İbraname İmzalamayan Personel

İşçiler ibraname imzalamak zorunda değildir. İşçileri böyle bir metni imzalamaya fiziki olarak zorlamak cezai sorumluluk dahi doğurur. Bu nedenle işveren, ibraname imzalamayan işçi için zorlama yerine gerçek durumun ispatı için başka hukuki hazırlık içine girmelidir.

İbraname imzalamayan personel için onu zorlayıcı hukuka aykırı işlemleri yapmak işverenin aleyhinedir. Çünkü iş mahkemelerinin genel olarak işçi lehine bir yaklaşımı mevcuttur ve iş hukukunda hukuka uygun her türlü ispat aracının özellikle tanık ispatının işlevsel olduğu görülür.

İbraname Nasıl Yazılır, Nelere Dikkat Edilmelidir?

İbraname hazırlamak öncelikle ciddi bir iştir. Bu metnin hukuken sonuç doğurabilmesi için özenle hazırlanması ve başta iş hukuku kuralları olmak üzere tüm mevzuat hükümlerinin gözetilerek hazırlanması gerekir.

Burada en çok yapılan hata, internette yer alan yarım yamalak münferit ibraname örneği metinlerinin kopyala yapıştır şeklinde alınması veya bu belgelerin hukukçu olmayan kişilere hazırlatılmasıdır.

İbraname öyle bir metindir ki her somut olayda kendine has bir hüküm yer almasını gerektirebilir. İş hayatında yıllarını geçirmiş ve bir çok ibraname ile karşılaşmış bir kişi eğer sistematik bir hukuk bilgisine sahip değilse karşısına çıkan bir olayda ileriye dönük çıkabilecek muhtemel hukuki problemleri kestiremez ve ezber üzerinden bir metin hazırlar.

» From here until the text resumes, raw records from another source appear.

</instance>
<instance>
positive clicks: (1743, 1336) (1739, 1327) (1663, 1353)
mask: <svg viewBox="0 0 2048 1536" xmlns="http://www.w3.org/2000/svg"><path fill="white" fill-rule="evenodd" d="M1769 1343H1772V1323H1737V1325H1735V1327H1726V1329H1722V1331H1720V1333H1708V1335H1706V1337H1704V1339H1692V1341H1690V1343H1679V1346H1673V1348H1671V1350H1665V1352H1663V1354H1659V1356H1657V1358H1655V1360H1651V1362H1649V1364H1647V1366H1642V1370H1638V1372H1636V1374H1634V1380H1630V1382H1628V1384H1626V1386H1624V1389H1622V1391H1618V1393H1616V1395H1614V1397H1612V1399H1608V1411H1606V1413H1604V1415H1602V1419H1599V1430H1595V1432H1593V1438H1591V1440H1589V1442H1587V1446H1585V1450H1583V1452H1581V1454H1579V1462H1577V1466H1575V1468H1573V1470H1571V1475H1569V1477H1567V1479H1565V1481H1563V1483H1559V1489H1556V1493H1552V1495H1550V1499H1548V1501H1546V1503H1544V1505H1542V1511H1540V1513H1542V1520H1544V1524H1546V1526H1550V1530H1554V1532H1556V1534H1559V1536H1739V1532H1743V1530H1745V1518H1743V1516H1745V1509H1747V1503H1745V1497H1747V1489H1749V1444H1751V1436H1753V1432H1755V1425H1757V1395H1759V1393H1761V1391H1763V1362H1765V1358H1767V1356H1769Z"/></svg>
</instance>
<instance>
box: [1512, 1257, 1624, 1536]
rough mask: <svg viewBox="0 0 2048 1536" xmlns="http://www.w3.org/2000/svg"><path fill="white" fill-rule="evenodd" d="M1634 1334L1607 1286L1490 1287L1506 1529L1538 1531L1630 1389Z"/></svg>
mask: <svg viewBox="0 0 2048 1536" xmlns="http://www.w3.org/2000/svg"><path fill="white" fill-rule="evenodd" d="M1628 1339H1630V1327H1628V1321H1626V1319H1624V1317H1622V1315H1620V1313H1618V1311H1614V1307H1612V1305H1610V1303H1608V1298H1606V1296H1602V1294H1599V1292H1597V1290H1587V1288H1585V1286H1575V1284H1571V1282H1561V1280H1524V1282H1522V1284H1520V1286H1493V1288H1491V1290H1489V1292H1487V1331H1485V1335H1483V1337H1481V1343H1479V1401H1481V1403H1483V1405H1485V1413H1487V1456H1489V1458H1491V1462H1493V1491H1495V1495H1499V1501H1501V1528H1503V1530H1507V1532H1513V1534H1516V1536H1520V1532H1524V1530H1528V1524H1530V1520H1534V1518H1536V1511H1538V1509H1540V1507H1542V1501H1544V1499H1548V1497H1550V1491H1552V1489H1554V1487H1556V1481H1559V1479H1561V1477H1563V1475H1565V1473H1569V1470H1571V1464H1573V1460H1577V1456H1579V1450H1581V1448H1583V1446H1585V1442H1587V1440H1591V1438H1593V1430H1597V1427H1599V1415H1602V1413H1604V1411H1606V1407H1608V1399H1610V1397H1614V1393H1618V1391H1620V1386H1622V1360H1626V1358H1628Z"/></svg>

Uygulamada davaların çoğu bu tarz taslak metinlerden ötürü işveren aleyhine sonuçlanır.

Sonuç

Yukarıda konunun önemli ayrıntılarına değindik. Aslında bu bahsettiklerimiz kanuni düzenleme ve bazı yargı kararlarından ibarettir. Yukarıda da değindiğimiz üzere uygulamada her somut olay kendine has özellikleri ile farklı bir savunmayı gerektirir.

Yargılama sürecinde hatalı yahut ihmali işlemler ile istenmeyen sonuçlara yol açılabilir. Ayrıca dava hiç kurtarılamayacak bir duruma da sokulabilir. Bu nedenle sürecin gidişatını takip edebilecek tecrübeli bir iş hukuku avukatının yardımını almak yapılması gereken en sağlıklı işlemdir.